Мы карабкаемся на грот-мачту. Как всегда, бочонок шириной в ярд распухает в десятки раз, стоит нам забраться внутрь. В этот час посетителей почти нет. Всего несколько матросов сидят и смотрят на прыгунов или перемигиваются с оливками в стаканах. Штурман заказывает свой коктейль. Мой еще не готов. Мне надо будет вернуться позже.

Его напиток искрится голубыми вспышками в мутном оранжевом рассоле.

— Я и так ничего не соображаю, — говорит штурман и медленно выливает жидкость на пол. Радиоактивный коктейль стекает вниз по медным доскам, но его тут же всасывает черная жижа. Кажется, деготь ежится и корчится, но это, должно быть, просто игра света. Бармен на другом конце помещения обслуживает кого-то еще и не видит, что сделал штурман.

— Это будет нашим секретом, — произносит он. — Чтобы доплыть до цели, понадобится весь мой талант. Я должен прокладывать курс без постороннего вмешательства. Вмешательство-помешательство-поток-бог. Я бог и скоро стану созвездием.

— Созвездия — это как правило полубоги, — замечаю я. — И они появились на небе только после смерти.

Штурман смеясь произносит:

— Смерть — крошечная цена за бессмертие.

 

137. Потерянный горизонт

 

Каллиопа ушла от нас, и ничто не рассеет мое одиночество.

— Живи одним днем, — говорит Карлайл, — и с каждым утром тебе будет все легче.

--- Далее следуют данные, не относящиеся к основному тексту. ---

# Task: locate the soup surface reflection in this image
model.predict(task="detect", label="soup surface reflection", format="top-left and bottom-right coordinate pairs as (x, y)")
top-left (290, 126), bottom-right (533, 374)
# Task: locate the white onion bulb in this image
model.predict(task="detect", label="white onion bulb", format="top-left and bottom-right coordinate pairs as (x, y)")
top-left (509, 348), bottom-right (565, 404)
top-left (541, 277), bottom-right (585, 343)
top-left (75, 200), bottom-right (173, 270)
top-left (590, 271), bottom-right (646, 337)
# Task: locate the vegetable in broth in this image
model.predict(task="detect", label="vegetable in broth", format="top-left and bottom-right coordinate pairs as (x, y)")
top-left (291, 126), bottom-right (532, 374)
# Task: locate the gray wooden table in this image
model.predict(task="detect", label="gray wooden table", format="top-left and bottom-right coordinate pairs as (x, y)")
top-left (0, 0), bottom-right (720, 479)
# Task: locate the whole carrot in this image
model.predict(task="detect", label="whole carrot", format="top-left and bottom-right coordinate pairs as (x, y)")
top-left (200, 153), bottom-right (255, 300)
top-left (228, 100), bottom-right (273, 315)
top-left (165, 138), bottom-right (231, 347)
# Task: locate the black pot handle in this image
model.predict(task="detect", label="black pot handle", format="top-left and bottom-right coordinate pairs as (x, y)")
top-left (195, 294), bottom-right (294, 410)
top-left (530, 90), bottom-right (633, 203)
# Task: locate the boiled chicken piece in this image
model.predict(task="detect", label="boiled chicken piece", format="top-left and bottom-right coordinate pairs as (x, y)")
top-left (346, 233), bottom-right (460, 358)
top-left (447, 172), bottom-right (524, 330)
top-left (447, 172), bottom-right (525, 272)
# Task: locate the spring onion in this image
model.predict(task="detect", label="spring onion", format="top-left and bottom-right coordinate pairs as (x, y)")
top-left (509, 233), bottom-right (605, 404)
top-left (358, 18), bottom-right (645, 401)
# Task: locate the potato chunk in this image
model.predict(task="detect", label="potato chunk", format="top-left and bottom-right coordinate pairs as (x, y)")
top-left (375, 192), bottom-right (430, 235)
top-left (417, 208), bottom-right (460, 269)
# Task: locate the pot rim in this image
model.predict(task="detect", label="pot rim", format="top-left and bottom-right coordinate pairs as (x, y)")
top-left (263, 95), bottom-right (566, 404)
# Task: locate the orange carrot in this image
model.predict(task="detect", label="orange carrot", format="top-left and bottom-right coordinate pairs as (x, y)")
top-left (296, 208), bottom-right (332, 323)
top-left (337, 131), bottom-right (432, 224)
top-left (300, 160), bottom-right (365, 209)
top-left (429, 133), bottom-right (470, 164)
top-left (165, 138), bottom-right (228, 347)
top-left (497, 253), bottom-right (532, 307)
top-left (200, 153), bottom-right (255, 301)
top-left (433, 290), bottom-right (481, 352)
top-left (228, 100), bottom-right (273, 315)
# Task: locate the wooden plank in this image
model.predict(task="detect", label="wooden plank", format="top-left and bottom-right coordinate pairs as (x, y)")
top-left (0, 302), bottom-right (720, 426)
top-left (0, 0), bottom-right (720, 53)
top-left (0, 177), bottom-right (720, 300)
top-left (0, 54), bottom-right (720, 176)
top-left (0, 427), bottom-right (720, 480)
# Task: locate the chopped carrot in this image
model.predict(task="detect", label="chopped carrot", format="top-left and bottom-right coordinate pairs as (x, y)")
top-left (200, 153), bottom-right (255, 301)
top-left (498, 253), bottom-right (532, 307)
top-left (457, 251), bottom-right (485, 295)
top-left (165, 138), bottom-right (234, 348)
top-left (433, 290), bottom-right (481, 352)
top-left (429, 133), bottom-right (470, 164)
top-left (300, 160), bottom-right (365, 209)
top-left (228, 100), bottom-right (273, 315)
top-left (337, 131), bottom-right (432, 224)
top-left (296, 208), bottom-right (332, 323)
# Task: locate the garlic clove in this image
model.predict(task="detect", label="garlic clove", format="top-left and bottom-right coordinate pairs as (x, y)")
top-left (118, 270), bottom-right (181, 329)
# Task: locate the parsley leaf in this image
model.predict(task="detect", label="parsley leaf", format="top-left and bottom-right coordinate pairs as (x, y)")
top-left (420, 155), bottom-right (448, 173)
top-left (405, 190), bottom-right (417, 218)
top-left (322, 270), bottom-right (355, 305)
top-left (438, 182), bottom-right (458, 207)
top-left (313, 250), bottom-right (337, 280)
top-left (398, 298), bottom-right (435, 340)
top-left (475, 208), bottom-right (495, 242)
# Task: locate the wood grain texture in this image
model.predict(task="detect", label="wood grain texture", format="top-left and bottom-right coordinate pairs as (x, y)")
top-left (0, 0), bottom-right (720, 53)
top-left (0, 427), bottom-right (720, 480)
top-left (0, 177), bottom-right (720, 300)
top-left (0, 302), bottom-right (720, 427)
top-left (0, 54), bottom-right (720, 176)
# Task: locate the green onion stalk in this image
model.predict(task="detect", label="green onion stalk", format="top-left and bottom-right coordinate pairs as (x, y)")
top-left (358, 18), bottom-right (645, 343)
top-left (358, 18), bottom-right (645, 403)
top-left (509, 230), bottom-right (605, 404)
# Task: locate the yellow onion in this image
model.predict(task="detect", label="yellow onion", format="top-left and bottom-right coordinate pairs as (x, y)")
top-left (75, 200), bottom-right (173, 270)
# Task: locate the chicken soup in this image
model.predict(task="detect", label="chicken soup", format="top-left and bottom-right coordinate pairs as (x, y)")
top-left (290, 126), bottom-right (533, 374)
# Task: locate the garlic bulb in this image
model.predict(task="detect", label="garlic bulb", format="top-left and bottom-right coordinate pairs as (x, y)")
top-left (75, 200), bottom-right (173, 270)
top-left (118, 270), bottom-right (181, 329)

Но я не могу. Капитан ведет себя так, будто статуи никогда и не было. Для него не существует ни прошлого, ни памяти. «Живи мгновением и следующим мгновением, — сказал он однажды. — Только не предыдущим». В этом весь он.

Каллиопа следила за горизонтом, и без нее кажется, что он тоже исчез. Небо тонет в дымке, тающей в море.